A Case Study in Making WebVR Social: conVRsation
The question I kept being asked at conferences, presentations and panels was ‘How can you demonstrate your latency remotely?’
Our standard ‘road’ demo, an arrangement of our camera and playback pipeline, was to immerse the user in a literal out-of-body experience and grant them a third person perspective. It was then that they would be able to see their arms moving and how their outfits looked from a god’s eye point-of-view…as it was happening — an onsite demo with a latency of approximately 0.3 seconds. This was enough to show how fast our stitching was as well as our re-projection to the headset but there were still missing pieces. Eventually we cranked it up a notch and began streaming the feed through the local network of wherever we were exhibiting, demonstrating how we could take the feed from the camera, stitch, encode, stream through the local network, decode, then feed it back into the headset (usually an Oculus Rift) without a compromise in our ‘real-time’ promise. The result: an onsite demo with a latency of approximately 0.7 seconds. This was, and still is, one of our go-to demos to draw a crowd.
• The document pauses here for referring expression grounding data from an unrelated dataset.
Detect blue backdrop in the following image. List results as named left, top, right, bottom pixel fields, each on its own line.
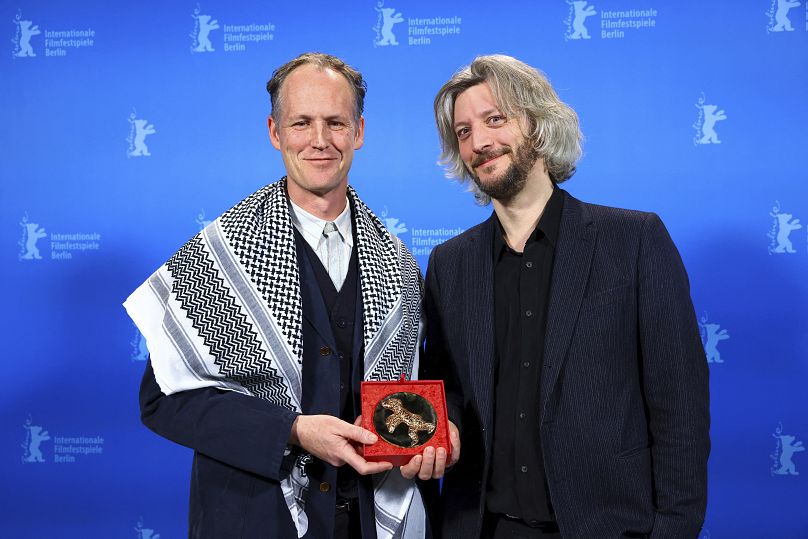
left=3, top=1, right=807, bottom=537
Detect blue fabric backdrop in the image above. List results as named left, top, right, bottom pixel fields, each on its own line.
left=3, top=0, right=807, bottom=537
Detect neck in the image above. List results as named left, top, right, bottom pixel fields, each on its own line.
left=491, top=165, right=554, bottom=252
left=286, top=179, right=348, bottom=221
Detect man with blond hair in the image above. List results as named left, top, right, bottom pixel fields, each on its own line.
left=126, top=52, right=448, bottom=539
left=422, top=55, right=710, bottom=538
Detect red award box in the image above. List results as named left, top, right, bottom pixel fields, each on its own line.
left=361, top=376, right=452, bottom=467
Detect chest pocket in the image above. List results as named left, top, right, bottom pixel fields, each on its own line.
left=580, top=284, right=630, bottom=312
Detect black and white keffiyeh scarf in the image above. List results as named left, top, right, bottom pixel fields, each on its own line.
left=124, top=179, right=426, bottom=538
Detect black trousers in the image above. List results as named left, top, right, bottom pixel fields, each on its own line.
left=482, top=511, right=562, bottom=539
left=333, top=502, right=361, bottom=539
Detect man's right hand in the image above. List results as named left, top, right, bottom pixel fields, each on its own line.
left=289, top=415, right=393, bottom=476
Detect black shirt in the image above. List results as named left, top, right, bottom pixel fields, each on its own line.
left=486, top=187, right=562, bottom=524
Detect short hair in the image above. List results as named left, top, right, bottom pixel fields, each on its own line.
left=434, top=55, right=582, bottom=203
left=266, top=52, right=367, bottom=122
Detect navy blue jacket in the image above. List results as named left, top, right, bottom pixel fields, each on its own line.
left=139, top=235, right=376, bottom=538
left=422, top=191, right=710, bottom=539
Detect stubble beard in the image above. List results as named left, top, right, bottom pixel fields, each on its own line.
left=470, top=142, right=540, bottom=202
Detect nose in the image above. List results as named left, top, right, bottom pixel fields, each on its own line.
left=310, top=120, right=330, bottom=150
left=470, top=127, right=493, bottom=154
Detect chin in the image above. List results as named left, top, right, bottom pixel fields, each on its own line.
left=304, top=177, right=346, bottom=195
left=477, top=174, right=506, bottom=189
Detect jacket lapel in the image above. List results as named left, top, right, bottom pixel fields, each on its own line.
left=464, top=215, right=498, bottom=435
left=541, top=192, right=596, bottom=421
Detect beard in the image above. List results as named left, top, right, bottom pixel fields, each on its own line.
left=469, top=141, right=540, bottom=202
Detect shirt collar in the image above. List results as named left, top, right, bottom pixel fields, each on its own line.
left=289, top=197, right=354, bottom=247
left=493, top=186, right=563, bottom=258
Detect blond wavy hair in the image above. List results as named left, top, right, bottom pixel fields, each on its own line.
left=434, top=55, right=582, bottom=204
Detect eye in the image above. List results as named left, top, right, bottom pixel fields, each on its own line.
left=487, top=115, right=506, bottom=126
left=456, top=126, right=470, bottom=140
left=290, top=120, right=309, bottom=130
left=328, top=120, right=348, bottom=130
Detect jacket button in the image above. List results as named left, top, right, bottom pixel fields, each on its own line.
left=319, top=482, right=331, bottom=492
left=319, top=346, right=331, bottom=356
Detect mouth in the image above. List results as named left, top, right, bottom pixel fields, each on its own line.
left=304, top=157, right=338, bottom=165
left=478, top=155, right=502, bottom=168
left=472, top=148, right=511, bottom=169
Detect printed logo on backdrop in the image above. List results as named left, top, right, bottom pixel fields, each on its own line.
left=766, top=0, right=803, bottom=32
left=768, top=201, right=802, bottom=254
left=381, top=206, right=408, bottom=237
left=563, top=2, right=659, bottom=40
left=196, top=208, right=213, bottom=231
left=18, top=212, right=102, bottom=261
left=11, top=10, right=40, bottom=57
left=21, top=415, right=104, bottom=464
left=135, top=517, right=161, bottom=539
left=21, top=416, right=50, bottom=463
left=692, top=92, right=727, bottom=146
left=127, top=108, right=156, bottom=158
left=11, top=8, right=95, bottom=58
left=372, top=1, right=462, bottom=47
left=698, top=313, right=729, bottom=365
left=373, top=2, right=404, bottom=45
left=564, top=1, right=597, bottom=39
left=18, top=213, right=47, bottom=260
left=410, top=226, right=465, bottom=257
left=771, top=422, right=804, bottom=476
left=190, top=3, right=275, bottom=53
left=131, top=324, right=149, bottom=362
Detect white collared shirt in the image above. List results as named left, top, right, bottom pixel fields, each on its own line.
left=289, top=198, right=353, bottom=290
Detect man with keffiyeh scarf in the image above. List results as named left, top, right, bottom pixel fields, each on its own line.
left=125, top=52, right=459, bottom=539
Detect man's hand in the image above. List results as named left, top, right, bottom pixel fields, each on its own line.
left=290, top=415, right=393, bottom=475
left=400, top=420, right=460, bottom=480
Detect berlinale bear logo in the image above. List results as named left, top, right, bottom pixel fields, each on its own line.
left=381, top=207, right=408, bottom=237
left=12, top=12, right=41, bottom=58
left=693, top=93, right=727, bottom=145
left=771, top=423, right=805, bottom=476
left=191, top=5, right=220, bottom=52
left=374, top=2, right=404, bottom=46
left=127, top=109, right=157, bottom=158
left=767, top=0, right=801, bottom=32
left=22, top=417, right=50, bottom=463
left=565, top=0, right=597, bottom=40
left=18, top=214, right=47, bottom=261
left=698, top=314, right=730, bottom=364
left=768, top=201, right=802, bottom=255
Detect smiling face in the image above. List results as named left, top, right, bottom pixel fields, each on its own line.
left=453, top=82, right=539, bottom=202
left=268, top=64, right=364, bottom=204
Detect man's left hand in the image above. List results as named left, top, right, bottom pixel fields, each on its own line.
left=399, top=420, right=460, bottom=480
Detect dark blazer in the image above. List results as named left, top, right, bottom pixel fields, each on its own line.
left=422, top=191, right=710, bottom=539
left=139, top=240, right=377, bottom=538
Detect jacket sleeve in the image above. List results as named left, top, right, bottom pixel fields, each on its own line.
left=421, top=246, right=465, bottom=434
left=637, top=214, right=710, bottom=539
left=139, top=359, right=299, bottom=482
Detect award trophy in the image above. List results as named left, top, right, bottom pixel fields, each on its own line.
left=361, top=375, right=452, bottom=466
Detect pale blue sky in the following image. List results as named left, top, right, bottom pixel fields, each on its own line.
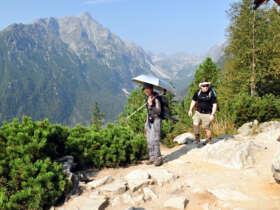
left=0, top=0, right=236, bottom=55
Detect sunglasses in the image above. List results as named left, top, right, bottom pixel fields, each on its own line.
left=201, top=85, right=209, bottom=87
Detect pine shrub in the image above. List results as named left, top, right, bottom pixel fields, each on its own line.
left=0, top=116, right=69, bottom=210
left=1, top=116, right=148, bottom=209
left=223, top=93, right=280, bottom=127
left=66, top=123, right=147, bottom=169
How We Built a Social WebVR Pipeline
But ‘how can you demonstrate your latency remotely?’
Enter WebVR — the droid we had been looking for.
In a nutshell, WebVR allows for experiencing virtual reality experiences within your browser instead of on an outside platform such as Oculus, Steam VR or the like. It’s a tool for granting open access to the medium via the internet. In fact all you need to experience WebVR, as listed on their information site, is a headset and a compatible browser. Likewise, this is now the only two things that are required for users to access our remote latency demonstration platform. Easy.
The most logical way of showing virtual reality latency remotely was to make use of existing communication protocols — having a live feed be accessible across oceans and time-zones meant utilizing RTC (real time communication) protocols. WebRTC, a free and open source project, allowed us to navigate this hurdle, providing a framework on which to construct a streaming pipeline based on the available API’s, and essentially laying down the groundwork for peer to peer video communication within the browser — thus eliminating the need for external apps. Fundamentally, it’s the same foundation that Google Hangouts is built on. Currently WebRTC is supported mainly by Google and Mozilla and as such the compatible browser options are limited to Chrome and Firefox. In terms of using VR, the appropriate browser is dependent on the HMD (Head Mounted Display) being used.
The problem with A-Frame: there is no current native stereoscopic support for video content. Any video feeds are still limited to monoscopic formats. In order to circumnavigate this issue it was necessary to explore the annals of the shared internet community to look for a loophole.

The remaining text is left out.